In the plant–pathogen interaction, plants have developed a multi-layered immune system. One crucial defense layer involves the recognition of pathogen-associated molecular patterns (PAMPs) by cell surface pattern recognition receptors (PRRs), which triggers a basal defense response known as PAMP/PRR-triggered immunity (PTI) [38]. Pathogens can secrete effectors into the plant cells, thereby suppressing PTI. In response to this, plants have evolved resistance proteins (R proteins) that recognize these effectors inside the cell, which results in the initiation of a second level of defense called effector-triggered immunity (ETI) [41]. We have found that Fagellin-sensing 2 (FLS2), a well-known pattern recognition receptor (PRR) [46], which can induce a series of defense responses [40], was down-regulated at 4 and 8 dpa.
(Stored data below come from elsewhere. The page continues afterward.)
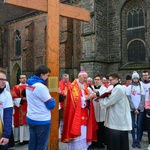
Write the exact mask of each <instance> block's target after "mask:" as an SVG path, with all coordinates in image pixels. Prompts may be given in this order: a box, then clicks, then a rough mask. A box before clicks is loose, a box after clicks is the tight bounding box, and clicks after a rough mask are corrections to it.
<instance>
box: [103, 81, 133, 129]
mask: <svg viewBox="0 0 150 150" xmlns="http://www.w3.org/2000/svg"><path fill="white" fill-rule="evenodd" d="M101 105H103V106H104V107H106V118H105V123H104V125H105V126H106V127H108V128H110V129H114V130H120V131H129V130H131V129H132V123H131V114H130V106H129V101H128V99H127V97H126V94H125V89H124V87H123V86H121V85H120V84H118V85H116V86H115V87H114V88H113V90H112V93H111V95H110V96H109V97H108V98H104V99H102V100H101Z"/></svg>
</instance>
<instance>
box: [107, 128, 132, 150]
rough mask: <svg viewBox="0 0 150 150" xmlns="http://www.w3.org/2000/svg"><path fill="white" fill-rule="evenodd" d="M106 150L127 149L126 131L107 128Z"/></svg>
mask: <svg viewBox="0 0 150 150" xmlns="http://www.w3.org/2000/svg"><path fill="white" fill-rule="evenodd" d="M107 150H129V139H128V131H119V130H113V129H108V128H107Z"/></svg>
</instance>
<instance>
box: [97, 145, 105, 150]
mask: <svg viewBox="0 0 150 150" xmlns="http://www.w3.org/2000/svg"><path fill="white" fill-rule="evenodd" d="M96 148H100V149H104V148H105V146H104V145H103V144H102V145H98V146H97V147H96Z"/></svg>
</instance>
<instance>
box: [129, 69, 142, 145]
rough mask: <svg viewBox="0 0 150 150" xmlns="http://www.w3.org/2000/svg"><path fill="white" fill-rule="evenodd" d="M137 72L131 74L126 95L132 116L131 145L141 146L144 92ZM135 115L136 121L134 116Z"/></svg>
mask: <svg viewBox="0 0 150 150" xmlns="http://www.w3.org/2000/svg"><path fill="white" fill-rule="evenodd" d="M139 78H140V77H139V74H138V73H137V72H136V71H134V72H133V74H132V83H131V85H129V86H128V88H127V90H126V95H127V97H128V100H129V103H130V109H131V118H132V131H131V133H132V139H133V144H132V147H133V148H135V147H138V148H141V145H140V140H141V133H142V122H143V112H144V104H145V92H144V88H143V87H142V85H141V83H140V80H139ZM136 117H137V121H135V118H136ZM135 122H136V124H137V136H136V132H135Z"/></svg>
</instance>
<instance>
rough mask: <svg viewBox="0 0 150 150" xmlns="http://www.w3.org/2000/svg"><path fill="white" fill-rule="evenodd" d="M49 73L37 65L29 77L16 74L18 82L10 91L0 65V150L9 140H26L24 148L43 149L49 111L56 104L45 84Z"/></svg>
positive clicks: (11, 140)
mask: <svg viewBox="0 0 150 150" xmlns="http://www.w3.org/2000/svg"><path fill="white" fill-rule="evenodd" d="M50 72H51V71H50V69H49V68H48V67H46V66H45V65H40V66H38V67H37V68H36V70H35V74H34V75H33V76H31V77H30V78H28V79H27V77H26V75H24V74H22V75H20V78H19V81H20V84H18V85H15V86H14V87H13V88H12V89H11V90H10V88H9V84H8V82H7V79H6V71H5V69H3V68H0V150H8V147H11V146H14V144H12V143H13V142H15V143H19V144H21V145H22V144H27V143H28V150H46V149H47V146H48V138H49V134H50V126H51V113H50V110H52V109H53V108H54V107H55V105H56V101H55V99H54V98H52V97H51V95H50V92H49V89H48V88H47V86H46V80H47V78H48V77H49V75H50ZM12 127H13V131H12ZM10 143H11V144H10Z"/></svg>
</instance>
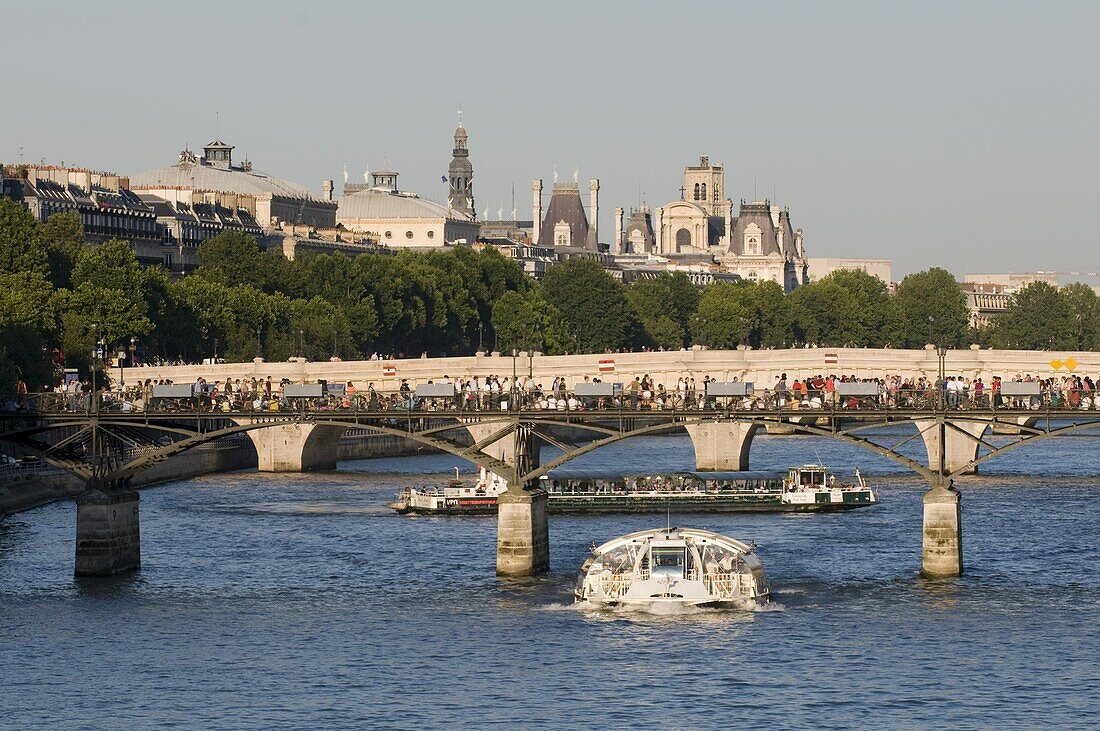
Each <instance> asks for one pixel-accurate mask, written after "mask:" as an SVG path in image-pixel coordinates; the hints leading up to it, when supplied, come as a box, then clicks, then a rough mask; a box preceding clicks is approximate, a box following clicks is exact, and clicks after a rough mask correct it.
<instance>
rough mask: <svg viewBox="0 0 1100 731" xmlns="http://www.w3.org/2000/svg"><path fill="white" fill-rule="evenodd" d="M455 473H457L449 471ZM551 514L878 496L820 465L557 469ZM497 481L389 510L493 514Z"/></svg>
mask: <svg viewBox="0 0 1100 731" xmlns="http://www.w3.org/2000/svg"><path fill="white" fill-rule="evenodd" d="M455 472H456V470H455ZM540 485H541V487H542V488H543V489H544V490H547V492H548V494H549V499H548V507H549V510H550V512H551V513H563V512H573V513H585V512H665V511H669V510H671V511H676V512H685V511H687V512H823V511H834V510H850V509H853V508H862V507H866V506H871V505H876V503H877V502H878V501H879V500H878V496H877V495H876V494H875V491H873V490H872V489H871V488H870V487H869V486H868V485H867V481H866V480H865V479H864V477H862V476H861V475H860V474H859V470H858V469H857V470H856V475H855V481H854V483H842V481H839V480H837V479H836V477H835V476H833V475H831V474H828V469H827V468H826V467H824V466H822V465H803V466H801V467H791V468H790V469H788V470H787V472H785V473H773V472H760V470H746V472H679V473H672V474H663V475H637V474H630V473H626V474H624V473H623V472H616V470H608V469H591V468H582V467H559V468H558V469H553V470H551V472H550V474H548V475H546V476H543V477H542V478H541V479H540ZM506 489H507V485H506V484H505V481H504V480H503V479H500V478H499V477H498V476H496V475H494V474H493V473H487V472H486V470H484V469H482V472H481V479H478V480H477V481H476V483H474V484H470V483H463V481H462V480H461V479H459V478H458V475H455V479H453V480H451V481H450V483H449V484H448V485H445V486H443V487H427V488H417V487H408V488H405V489H404V490H401V492H399V494H398V495H397V496H396V500H395V501H393V502H390V503H389V506H390V507H392V508H393V509H394V510H396V511H397V512H400V513H414V514H417V513H420V514H478V513H493V512H496V497H497V496H498V495H499V494H500V492H504V491H505V490H506Z"/></svg>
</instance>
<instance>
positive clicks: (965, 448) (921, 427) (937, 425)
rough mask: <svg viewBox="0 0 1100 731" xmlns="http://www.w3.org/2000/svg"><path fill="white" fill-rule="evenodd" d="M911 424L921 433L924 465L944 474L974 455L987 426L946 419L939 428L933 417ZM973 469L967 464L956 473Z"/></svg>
mask: <svg viewBox="0 0 1100 731" xmlns="http://www.w3.org/2000/svg"><path fill="white" fill-rule="evenodd" d="M913 423H914V424H916V428H917V430H919V431H920V432H921V439H923V440H924V446H925V447H926V448H927V451H928V468H930V469H932V470H933V472H939V470H941V467H942V468H943V472H944V473H948V474H953V473H955V472H956V470H958V469H960V468H961V467H963V466H964V465H966V464H967V463H968V462H970V461H971V459H975V458H976V457H977V456H978V447H979V446H980V444H981V442H980V441H979V440H981V435H982V434H985V433H986V429H988V428H989V424H988V423H987V422H983V421H957V422H953V421H950V419H947V420H945V421H944V425H943V429H941V428H939V421H938V420H935V419H920V420H916V421H914V422H913ZM977 472H978V469H977V467H971V468H969V469H967V470H966V472H963V473H959V474H963V475H972V474H975V473H977Z"/></svg>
The role of Calcium in recognizing PAMPs is vital as it functions as a crucial intracellular second messenger in various plant signaling pathways by activating proteins like calcium-dependent protein kinase (CDPK) and respiratory burst oxidase homologue (Rboh), leading to the production of reactive oxygen species (ROS) and nitric oxide (NO) production and the reprogramming of immune genes [32,47]. Our research indicates that sodium silicate influences calcium signaling, with a noticeable up-regulation of CDPK and CAM/CML genes, and a subsequent cascade of defense responses enhancing resistance in potatoes. This process is corroborated by the observed up-regulation of the receptor protein RIN4, integral to defense signaling pathways, which aligns with the activation of effector-triggered immunity (ETI) upon R. solani infection. The genes were up-regulated at 4 and 12 dpa, suggesting that sodium silicate modulates Ca2+ levels in potato cells, triggering a series of defense responses and enhancing plant resistance.
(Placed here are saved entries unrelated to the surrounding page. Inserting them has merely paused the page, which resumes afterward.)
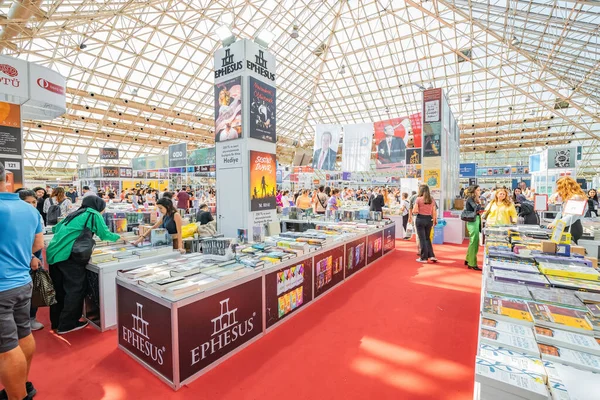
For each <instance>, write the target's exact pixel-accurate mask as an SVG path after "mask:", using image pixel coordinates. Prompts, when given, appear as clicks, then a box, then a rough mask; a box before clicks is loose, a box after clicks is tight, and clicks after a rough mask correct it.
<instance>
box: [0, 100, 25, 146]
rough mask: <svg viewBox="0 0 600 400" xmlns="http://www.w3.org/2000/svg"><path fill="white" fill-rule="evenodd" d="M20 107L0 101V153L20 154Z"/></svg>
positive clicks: (20, 134)
mask: <svg viewBox="0 0 600 400" xmlns="http://www.w3.org/2000/svg"><path fill="white" fill-rule="evenodd" d="M21 140H22V132H21V107H20V106H19V105H18V104H9V103H4V102H0V154H2V155H11V156H21V155H22V154H23V148H22V143H21Z"/></svg>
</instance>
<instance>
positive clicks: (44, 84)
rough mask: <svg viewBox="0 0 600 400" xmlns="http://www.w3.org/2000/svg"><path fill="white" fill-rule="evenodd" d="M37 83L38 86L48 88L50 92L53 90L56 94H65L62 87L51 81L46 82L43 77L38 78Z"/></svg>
mask: <svg viewBox="0 0 600 400" xmlns="http://www.w3.org/2000/svg"><path fill="white" fill-rule="evenodd" d="M37 83H38V86H39V87H41V88H43V89H46V90H49V91H50V92H53V93H56V94H65V88H64V87H62V86H60V85H57V84H55V83H52V82H48V81H47V80H45V79H44V78H38V80H37Z"/></svg>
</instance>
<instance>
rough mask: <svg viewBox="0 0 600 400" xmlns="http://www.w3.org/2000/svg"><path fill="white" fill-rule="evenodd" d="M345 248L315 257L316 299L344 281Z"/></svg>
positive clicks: (315, 279) (313, 267) (315, 294)
mask: <svg viewBox="0 0 600 400" xmlns="http://www.w3.org/2000/svg"><path fill="white" fill-rule="evenodd" d="M344 265H345V264H344V246H338V247H336V248H335V249H332V250H329V251H326V252H324V253H321V254H319V255H316V256H315V257H314V266H313V274H314V277H315V298H316V297H318V296H320V295H321V294H323V293H325V292H326V291H328V290H329V289H331V288H332V287H334V286H335V285H337V284H338V283H340V282H341V281H343V280H344Z"/></svg>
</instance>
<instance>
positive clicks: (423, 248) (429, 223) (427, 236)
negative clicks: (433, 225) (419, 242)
mask: <svg viewBox="0 0 600 400" xmlns="http://www.w3.org/2000/svg"><path fill="white" fill-rule="evenodd" d="M415 228H416V229H417V236H419V242H420V243H421V260H428V259H430V258H432V257H435V254H433V246H432V245H431V229H432V228H433V218H432V217H431V215H421V214H418V215H417V218H416V221H415Z"/></svg>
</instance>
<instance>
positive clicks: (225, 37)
mask: <svg viewBox="0 0 600 400" xmlns="http://www.w3.org/2000/svg"><path fill="white" fill-rule="evenodd" d="M215 32H216V33H217V36H218V37H219V39H221V41H224V40H227V39H229V38H230V37H232V36H233V33H232V32H231V28H229V27H228V26H227V25H221V26H220V27H218V28H217V30H216V31H215Z"/></svg>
Plant secondary metabolites, such as plant hormones, function as defense or signaling molecules in biotic and abiotic stress responses [48]. Not surprisingly, we observed that differentially expressed genes (DEGs) were enriched in plant hormone signal transduction pathways, including auxin, ABA, ET, brassinosteroid, JA, and SA signaling pathways. This indicates that sodium silicate application may induce these pathways and contribute to the potato’s response to R. solani infection.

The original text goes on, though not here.